Another point of contention in the case was whether the hydrocele from which Walters was suffering resulted from the injury received when he alighted from the train or from an earlier injury which was inflicted while he was working as a section hand for the railway company, and for which settlement had been made and compensation paid. The court instructed the jury in substance that Walters could receive nothing because *745of that injury or any condition resulting from it. The jury were asked the question whether on alighting from the train Walters sustained an injury called “hydrocele,” and whether it was originally so caused or was a recurrence of a former complaint. The answer of the jury was, “recurrence.” The appellant infers from this answer that the jury awarded damages for the previous injury, for which compensation had been made. Of course, no recovery could be had for that injury, but if Walters had been cured of the disease of hydrocele resulting from the first injury, as the physicians of the railway company had decided when he was discharged from the hospital, and the later injury brought on the same disease or condition, no reason is seen why he could not recover for the consequences of the injury. Apart from that consideration, the jury found that other injuries than hydrocele resulted from the fall, and that in addition to this disease there were sprains of the back and the hips'. A witness for the railway company, who is a physician, testified that when Walters returned to the hospital for treatment after the accident he was suffering from a sprain of the back and left hip, and that he then complained that the hydrocele had returned, but that the witness found no fluid in the sac and could discover no evidence of hydrocele. It can not be said that the injury for which appellee recovered was the earlier one, for which the company had settled, nor that it was. not the one which resulted from falling from the train.
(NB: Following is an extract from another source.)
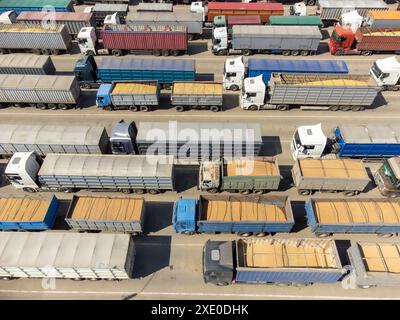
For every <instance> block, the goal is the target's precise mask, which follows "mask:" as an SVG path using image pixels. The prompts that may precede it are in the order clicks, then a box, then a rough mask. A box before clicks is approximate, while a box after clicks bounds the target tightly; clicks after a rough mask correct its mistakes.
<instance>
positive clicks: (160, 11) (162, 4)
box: [136, 2, 174, 12]
mask: <svg viewBox="0 0 400 320" xmlns="http://www.w3.org/2000/svg"><path fill="white" fill-rule="evenodd" d="M173 6H174V5H173V4H172V3H145V2H140V3H139V4H138V5H137V7H136V11H137V12H172V11H173V10H174V9H173Z"/></svg>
Appellant contends also that hydrocele is a disease which may be easily and permanently cured, and that the testimony shows that if Walters had submitted to a slight surgical operation he might have got rid of the disease. The court told the jury in substance that if by a reasonable and safe operation he might have been restored to health, and neglected or refused to submit to it, he would not be entitled to recover as for a permanent disability, but could only recover for the losses. *746sustained up to the time reasonably necessary to perform the operation and to bring about his recovery. It was not an undisputed fact in the case that the hydrocele with which Walters was afflicted after falling from the train could have been removed by a surgical operation, nor that he could safely have submitted to an operation. A physician who examined him testified at length as to his condition, and stated that an operation could not have been performed with an assurance of a cure; that radical treatment was not advisable, and might terminate fatally.
On the testimony it can not be held that the award of damages is excessive and we discover no error in the proceedings which justifies a reversal. The judgment is affirmed.